由于本人的主力语言为python,以下面试题都用python实现
面试题之二:实现Singleton模式
题目:实现一个单例模式
class Singleton(object):
_instance = None
_instance_lock = threading.Lock()
def __init__(self, *args, **kwargs):
pass
def __new__(cls, *args, **kwargs):
if cls._instance:
return cls._instance
with cls._instance_lock:
cls._instance = object.__new__(cls)
return cls._instance
面试题之三:二维数组中的查找
题目:在一个二维数组中,每一行都按照从左到右递增的顺序排序,每一列都按照从上到下递增的顺序排序。请完成一个函数,输入这样的一个二维数组和一个整数,判断数组中是否含有该整数
例如下面的数组,如果查找数字7,则返回True;如果查找数字5,则返回False
[
[1,2,8,9],
[2,4,9,12],
[4,7,10,13],
[6,8,11,15]
]
思路:
1.从左下角开始选取元素,将此元素与目标元素比较,有三种可能的情况
1)此元素与目标元素相等,返回True,程序结束
2)此元素小于目标元素,则在这个元素的右侧开始查找
3)此元素大于目标元素,则在这个元素的上侧开始查找
2.重复步骤1,直到结束,返回False
代码
def find_in_partially_sorted_matrix(matrix, num):
'''
:type matrix: List[List[int]]
:type num: int
:rtype: bool
'''
if not matrix or not matrix[0]:
return False
if num < matrix[0][0] or num > matrix[-1][-1]:
return False
i, j = len(matrix) - 1, 0
while i >= 0 and j <= len(matrix[0]) - 1:
if matrix[i][j] == num:
return True
elif matrix[i][j] < num:
j += 1
elif matrix[i][j] > num:
i -= 1
return False
if __name__ == '__main__':
matrix = [
[1, 2, 8, 9],
[2, 4, 9, 12],
[4, 7, 10, 13],
[6, 8, 11, 15]
]
#print(find_in_partially_sorted_matrix(matrix, 10))

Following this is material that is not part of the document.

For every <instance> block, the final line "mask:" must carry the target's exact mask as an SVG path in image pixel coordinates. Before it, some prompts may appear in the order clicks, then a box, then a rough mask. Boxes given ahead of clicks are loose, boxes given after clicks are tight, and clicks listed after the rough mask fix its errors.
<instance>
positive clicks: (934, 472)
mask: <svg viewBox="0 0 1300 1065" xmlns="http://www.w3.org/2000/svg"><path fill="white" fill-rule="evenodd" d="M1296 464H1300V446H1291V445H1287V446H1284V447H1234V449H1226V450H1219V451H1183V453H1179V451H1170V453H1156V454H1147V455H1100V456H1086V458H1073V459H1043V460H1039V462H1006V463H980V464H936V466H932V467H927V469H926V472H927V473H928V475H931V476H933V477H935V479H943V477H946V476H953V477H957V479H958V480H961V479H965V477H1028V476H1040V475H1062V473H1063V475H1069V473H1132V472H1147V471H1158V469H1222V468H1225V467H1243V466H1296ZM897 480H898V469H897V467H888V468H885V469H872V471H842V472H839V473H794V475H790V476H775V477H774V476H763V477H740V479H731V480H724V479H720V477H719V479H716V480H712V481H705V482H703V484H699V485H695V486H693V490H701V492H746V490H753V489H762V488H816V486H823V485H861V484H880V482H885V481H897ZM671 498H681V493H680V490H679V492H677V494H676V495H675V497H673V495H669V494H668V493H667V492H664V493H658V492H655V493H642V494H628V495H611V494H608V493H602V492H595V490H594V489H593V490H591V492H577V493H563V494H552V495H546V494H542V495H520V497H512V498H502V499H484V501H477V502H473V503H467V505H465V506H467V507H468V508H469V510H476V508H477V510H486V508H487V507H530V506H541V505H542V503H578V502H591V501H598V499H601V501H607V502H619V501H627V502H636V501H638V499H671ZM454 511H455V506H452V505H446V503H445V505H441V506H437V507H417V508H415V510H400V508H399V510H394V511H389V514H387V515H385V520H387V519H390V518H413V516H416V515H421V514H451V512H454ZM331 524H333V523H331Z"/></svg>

#print(find_in_partially_sorted_matrix(matrix, 4))
#print(find_in_partially_sorted_matrix(matrix, 15))
#print(find_in_partially_sorted_matrix(matrix, 9))
#print(find_in_partially_sorted_matrix(matrix, 5))
#print(find_in_partially_sorted_matrix(matrix, -1))
#print(find_in_partially_sorted_matrix(matrix, 1))
#print(find_in_partially_sorted_matrix(matrix, 18))
matrix = [
[-2, 1, 5, 9]
]
#print(find_in_partially_sorted_matrix(matrix, -2))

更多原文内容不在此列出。